Crack ML System Design Interviews Like a Pro - Part II

Netflix Real-World Case Study

Feb 17, 2025

In the first part of this blog post, I talked about the framework for handling ML Interviews. Now let’s dive into what many consider the most valuable part of ML interview prep – real-world case studies. I’ve carefully selected this example because it represents the problems you’re likely to encounter both in interviews and on the job. This case study follows our design framework from the last post, but with specific implementation details that make these systems work in production.

So without delay, picture this scenario: You’re in an interview at Netflix, and they ask you to design their content recommendation system. This isn’t just a theoretical exercise – Netflix estimates that their recommendation system saves them $1B+ yearly in customer retention. Let’s break this down step by step, using our framework from the last post.

Requirements Gathering

First, let’s nail down those requirements. Remember – don’t jump into solutions yet! Here are may be some of the key questions you should/could ask so that the interviewer knows that you are thinking in the right direction and if not it could help them guide you in the right direction:

A. Scope Clarification (high-level goals and boundaries for what the system should achieve):

Increase user engagement and retention: The system should keep users engaged with the platform by providing relevant and interesting content recommendations. This includes analyzing viewing patterns, understanding user preferences, and maintaining a balance between familiar and new content types.
Reduce time-to-play (how quickly users find something to watch): Users should quickly find the content they want to watch. Every second a user spends browsing without playing content is a potential risk for user dissatisfaction. The system should minimize the "decision paralysis" that comes with too many choices.
Increase content diversity: Help users discover new content whenever they visit the page. The system needs to optimize for both exploration and exploitation in content recommendations.
Optimize content ROI: Netflix invests heavily in original content and licensed materials. The recommendation system should optimize the return on these investments by ensuring content reaches its ideal audience.

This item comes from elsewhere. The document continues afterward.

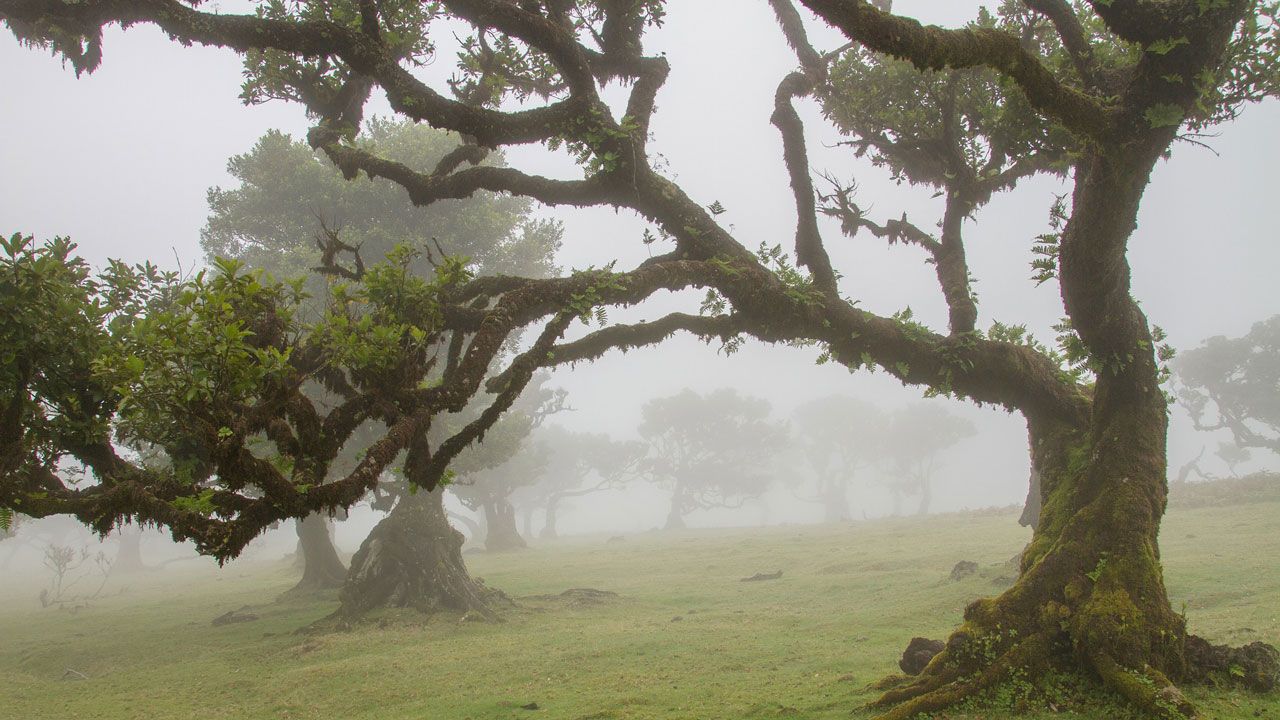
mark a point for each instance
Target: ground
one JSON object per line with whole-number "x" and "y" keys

B. Functional Requirements (WHAT the system should do):

Each user needs to get 100 recommendations each time they refresh.
Ensure different recommendations appear on each refresh while maintaining relevance

C. Non-Functional Requirements (HOW WELL the system should do it):

200M+ active users globally
Homepage recommendations must load in <100ms
Updates: Near real-time for user behavior
Content catalog updates: Daily
Availability: 99.99% uptime

Pro Tip: In the interview, write these requirements down visibly. I have seen many folks not making good use of the whiteboard they have in front of them. Don’t be that person. They will be valuable when justifying design decisions later.

Architecture Planning

Now we have an idea of the system we have to make. Let’s design our system piece by piece. Here’s where your understanding of both ML and system design comes together. First, let’s create a basic recommendation engine.

This would work but this would not work in 50 ms. Also, this will not solve the refresh case we need to solve. How can we come up with a better design? One way is to go batch processing way where we:

Generate a large pool of 500-1000 candidates for each user
Use some sampling from this pool to show 100 items each time. We can do some form of impression discounting.
Update this pool periodically (every few hours) to maintain freshness

Let’s add this to the system:

This will work for a starting architecture as it solves, two of our problems.

The latency of such a system is low as we have particularly removed the retrieval layer through a cache.
Since we are doing probabilistic sampling, we will see different recommendation lists every time.

There are some trade-offs though:

Doing sampling is not the best way as we might not show the best item to the user.
Removing retrieval with a caching layer reduces some of the performance of the system.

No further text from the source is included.